GPs are the professional investors who manage the private equity firm and deploy the pool of capital. They are responsible for all parts of the investment cycle including deal sourcing and origination, investment decision-making and transaction structuring, portfolio management (the act of overseeing the investments that they have made) and exit strategies.

Most private equity funds are organized as limited partnerships or limited liability companies and have a finite life (usually 10 years). A fund goes through a number of overlapping stages:

  • Organization/Formation (Year 0)
  • Fund Raising (Years 0 to 2)
  • Deal Sourcing and Investing (Years 1 to 4)
  • Portfolio Management (Years 2 to 7)
  • Exiting Investments (Years 3 to 10)

Note that successful private equity firms typically look to raise multiple, successive funds. For example, ABC Private Equity firm will raise the fund ABC Capital Partners Fund I and begin deal sourcing and making investments / acquisitions. After a few years and usually after they have invested 70% of the capital from Fund I, they will start the process over and begin fund raising ABC Capital Partners Fund II.

The GPs charge a management fee from the LPs’ capital contribution to cover the operating expenses of the firm, including salaries, data and research services, deal sourcing services, office leases, marketing, travel and administration costs. Historically, annual management fees have been approximately 2% of the fund size. Back to our example, suppose ABC Capital Partners raised a $100 million fund with a 2% management fee. Each year, the GPs would draw $2 million of the LP’s capital to pay expenses. So over the 10 year life of the fund, the firm would collect $20 million from the LPs for expenses. Only $80 million of the $100 million fund would be actually invested.

In addition to the management fee, the GPs also receive a portion of the proceeds from the fund. Proceeds can be in the form of dividends or the proceeds from the sale of portfolio companies. The split of the proceeds is governed by an agreement between the LPs and GPs. Generally, after the LPs have recovered 100% of their invested capital, the remaining proceeds are split between the LPs and GPs with 80% going to LPs and 20% to GPs. The portion of the proceeds that go to GPs is known as “carried interest” or “carry”. In the last few years, Congress has threatened some parts of the industry by considering changing the way ‘carry’ is taxed (paywall).
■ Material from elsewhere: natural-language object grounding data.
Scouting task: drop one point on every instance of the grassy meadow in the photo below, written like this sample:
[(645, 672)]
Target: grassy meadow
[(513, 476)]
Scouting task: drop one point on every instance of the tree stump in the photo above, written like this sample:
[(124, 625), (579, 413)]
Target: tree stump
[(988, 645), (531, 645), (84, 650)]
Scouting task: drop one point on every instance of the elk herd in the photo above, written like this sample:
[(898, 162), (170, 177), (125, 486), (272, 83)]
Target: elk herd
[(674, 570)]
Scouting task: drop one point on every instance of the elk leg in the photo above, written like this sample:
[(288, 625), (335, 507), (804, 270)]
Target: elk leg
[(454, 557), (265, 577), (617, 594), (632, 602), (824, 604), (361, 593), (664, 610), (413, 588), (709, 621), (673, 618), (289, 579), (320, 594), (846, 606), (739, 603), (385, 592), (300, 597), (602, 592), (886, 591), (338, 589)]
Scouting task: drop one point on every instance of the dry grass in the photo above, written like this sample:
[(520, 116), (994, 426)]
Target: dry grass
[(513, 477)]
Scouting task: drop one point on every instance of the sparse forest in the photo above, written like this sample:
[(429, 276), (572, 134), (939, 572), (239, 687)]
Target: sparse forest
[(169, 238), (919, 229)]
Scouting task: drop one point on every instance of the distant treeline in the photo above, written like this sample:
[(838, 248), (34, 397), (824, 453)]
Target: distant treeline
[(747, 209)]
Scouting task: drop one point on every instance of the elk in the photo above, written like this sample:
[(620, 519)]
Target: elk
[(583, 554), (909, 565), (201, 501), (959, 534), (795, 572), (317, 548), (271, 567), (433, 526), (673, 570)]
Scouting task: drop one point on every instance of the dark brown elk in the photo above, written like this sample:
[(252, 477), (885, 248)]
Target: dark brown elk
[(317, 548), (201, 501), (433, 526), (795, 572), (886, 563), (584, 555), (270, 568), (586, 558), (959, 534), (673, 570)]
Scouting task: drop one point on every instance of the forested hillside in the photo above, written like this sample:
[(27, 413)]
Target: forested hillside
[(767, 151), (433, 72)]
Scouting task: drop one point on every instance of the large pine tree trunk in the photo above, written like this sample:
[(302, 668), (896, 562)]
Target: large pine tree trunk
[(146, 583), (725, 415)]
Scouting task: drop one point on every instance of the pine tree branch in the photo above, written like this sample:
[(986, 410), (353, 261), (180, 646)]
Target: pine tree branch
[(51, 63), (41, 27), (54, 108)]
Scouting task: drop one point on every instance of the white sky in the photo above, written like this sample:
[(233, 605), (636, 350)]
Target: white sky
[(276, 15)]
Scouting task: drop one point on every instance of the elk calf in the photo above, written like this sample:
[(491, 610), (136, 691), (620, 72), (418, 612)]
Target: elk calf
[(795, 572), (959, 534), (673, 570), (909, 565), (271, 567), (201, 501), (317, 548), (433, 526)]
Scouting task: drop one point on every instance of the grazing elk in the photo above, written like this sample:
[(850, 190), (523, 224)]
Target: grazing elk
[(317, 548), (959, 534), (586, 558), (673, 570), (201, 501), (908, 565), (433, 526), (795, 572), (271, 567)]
Finally, the agreement between LPs and GPs will typically include contractual provisions which specify what the private equity firm can and cannot do. Broadly speaking, provisions will be placed around the management of the fund, the activities of the GPs and the types of investments the GPs can make. In many cases, the private equity fund will have a limited partner advisory committee to oversee investment decisions, ensure there are no related party issues and to deal with questions of fund extensions or other problems that may arise.